Private Prisons: No Cause for Celebration
Source: huffpost.com
Dr. Niaz Kasravi, Contributor
Founder & Director, Avalan Institute for Applied Research Solutions
02/28/2013 03:09 pm ET Updated Apr 30, 2013
This month, the nation’s largest for-profit prison operator, Corrections Corporation of America (CCA), has been celebrating Black History Month with blogposts remembering Rosa Parks and Facebook trivia contests about the contributions of African American musicians. CCA is also celebrating its 30thyear as company with a series of anniversary parties around the country.
However, we believe that there is nothing to celebrate about an industry that has built a fortune on the incarceration of people of color. Consider these facts:
Corrections Corporation of America has amassed a fortune on mass incarceration, bringing in more than $1.7 billion annually. CCA spends millions of dollars on lobbying and campaign contributions to ensure their facilities stay full. Last year, CCA sent a letter to 48 governors offering to buy state prisons in exchange for 90 percent occupancy rates for years to come.
CCA has identified as a threat to its industry “changes with respect to drugs and controlled substances or illegal immigration” that could “affect the number of persons arrested, convicted, and sentenced, thereby potentially reducing demand for correctional facilities to house them.”
There are more African Americans in prison today than there were African Americans enslaved in 1850. In some states, like Illinois, African Americans are eight times more likely to be incarcerated for a petty drug offense than white people, even though African Americans and white people consume and distribute drugs at similar rates, according to the Illinois Disproportionate Justice Impact Study Commission.
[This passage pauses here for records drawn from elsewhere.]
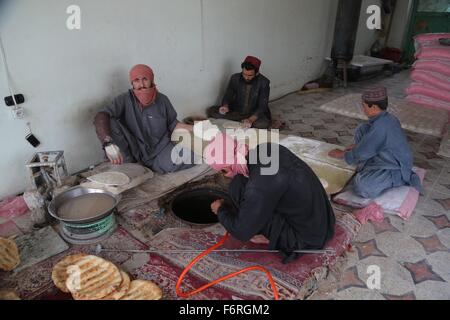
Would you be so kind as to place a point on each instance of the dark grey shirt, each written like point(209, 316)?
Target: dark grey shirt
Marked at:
point(152, 127)
point(253, 100)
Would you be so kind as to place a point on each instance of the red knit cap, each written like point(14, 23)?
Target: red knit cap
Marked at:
point(254, 61)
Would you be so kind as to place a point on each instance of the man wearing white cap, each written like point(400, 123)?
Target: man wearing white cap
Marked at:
point(381, 150)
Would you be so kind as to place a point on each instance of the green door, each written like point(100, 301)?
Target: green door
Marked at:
point(427, 16)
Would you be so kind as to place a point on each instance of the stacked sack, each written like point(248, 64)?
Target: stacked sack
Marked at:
point(431, 74)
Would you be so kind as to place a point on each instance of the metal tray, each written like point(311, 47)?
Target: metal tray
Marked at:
point(75, 192)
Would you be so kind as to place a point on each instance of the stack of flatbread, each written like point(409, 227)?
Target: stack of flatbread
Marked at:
point(9, 254)
point(89, 277)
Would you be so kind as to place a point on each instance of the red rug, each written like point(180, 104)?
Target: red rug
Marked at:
point(294, 281)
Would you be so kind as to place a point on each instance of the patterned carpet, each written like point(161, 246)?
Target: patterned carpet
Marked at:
point(294, 281)
point(413, 256)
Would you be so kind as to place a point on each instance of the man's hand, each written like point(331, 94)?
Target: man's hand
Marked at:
point(248, 123)
point(114, 155)
point(260, 239)
point(223, 110)
point(350, 148)
point(184, 126)
point(337, 154)
point(215, 206)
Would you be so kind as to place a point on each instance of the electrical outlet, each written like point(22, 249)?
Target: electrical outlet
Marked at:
point(18, 112)
point(19, 100)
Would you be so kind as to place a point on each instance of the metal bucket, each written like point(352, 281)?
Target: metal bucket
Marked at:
point(92, 229)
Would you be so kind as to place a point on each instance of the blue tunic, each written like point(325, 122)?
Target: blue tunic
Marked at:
point(383, 157)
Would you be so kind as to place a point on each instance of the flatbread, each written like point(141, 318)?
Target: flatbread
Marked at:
point(233, 125)
point(8, 294)
point(122, 290)
point(324, 183)
point(9, 254)
point(143, 290)
point(205, 130)
point(111, 178)
point(59, 273)
point(93, 278)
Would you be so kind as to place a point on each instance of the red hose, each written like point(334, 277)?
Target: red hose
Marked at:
point(231, 275)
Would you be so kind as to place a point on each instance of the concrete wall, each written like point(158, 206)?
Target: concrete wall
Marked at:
point(399, 24)
point(193, 46)
point(365, 37)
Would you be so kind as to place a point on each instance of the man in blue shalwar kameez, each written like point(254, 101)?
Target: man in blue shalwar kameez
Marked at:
point(381, 152)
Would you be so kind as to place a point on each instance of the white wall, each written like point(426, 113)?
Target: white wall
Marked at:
point(66, 76)
point(365, 37)
point(399, 24)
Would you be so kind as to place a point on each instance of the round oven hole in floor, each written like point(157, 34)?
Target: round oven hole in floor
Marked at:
point(194, 206)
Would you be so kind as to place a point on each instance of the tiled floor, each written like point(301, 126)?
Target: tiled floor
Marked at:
point(413, 256)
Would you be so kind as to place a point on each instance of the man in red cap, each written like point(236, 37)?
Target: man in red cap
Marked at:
point(137, 126)
point(246, 98)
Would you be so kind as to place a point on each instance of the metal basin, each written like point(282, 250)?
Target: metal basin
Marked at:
point(76, 194)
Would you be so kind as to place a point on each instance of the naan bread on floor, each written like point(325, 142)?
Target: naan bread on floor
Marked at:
point(59, 273)
point(93, 278)
point(143, 290)
point(9, 254)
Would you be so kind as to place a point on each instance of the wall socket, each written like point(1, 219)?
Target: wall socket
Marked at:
point(18, 112)
point(19, 100)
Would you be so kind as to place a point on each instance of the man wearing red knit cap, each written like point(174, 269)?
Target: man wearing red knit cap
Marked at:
point(246, 98)
point(137, 126)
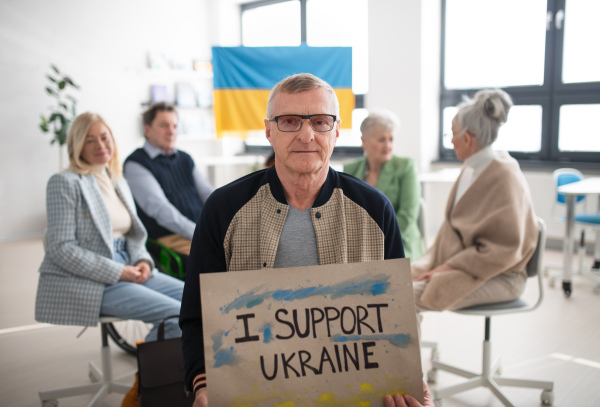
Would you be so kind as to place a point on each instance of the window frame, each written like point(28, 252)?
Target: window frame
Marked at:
point(551, 95)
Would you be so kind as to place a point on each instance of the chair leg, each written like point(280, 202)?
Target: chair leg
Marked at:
point(488, 378)
point(105, 384)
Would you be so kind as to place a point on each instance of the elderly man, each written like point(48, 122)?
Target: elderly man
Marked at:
point(298, 213)
point(168, 188)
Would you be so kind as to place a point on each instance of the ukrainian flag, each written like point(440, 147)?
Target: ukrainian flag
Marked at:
point(244, 76)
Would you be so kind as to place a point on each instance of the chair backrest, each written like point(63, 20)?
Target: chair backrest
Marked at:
point(422, 223)
point(563, 176)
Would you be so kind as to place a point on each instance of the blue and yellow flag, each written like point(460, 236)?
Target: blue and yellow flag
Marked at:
point(244, 76)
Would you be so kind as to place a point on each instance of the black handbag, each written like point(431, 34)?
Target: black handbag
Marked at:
point(161, 374)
Civil rights abuses are common in private prison facilities, including in an Idaho prison operated by CCA that was so violent that it was called “Gladiator School” by prisoners.
The NAACP continues to stand firmly against racial disparities in our criminal justice system and the operation of for-profit private prisons. We believe that the concept of privately owned companies making profit from incarcerating human beings is intolerable. In fact, last year, the NAACP passed a resolution advocating for the abolishment of private prisons; transparency and accountability for those already in existence; and opposition to the selling and operation of any federal, state or local prison facility to any private company.
This month, we celebrate the legacy of African Americans and our allies who have struggled for freedom — not private prison corporations that profit from mass incarceration of people of color.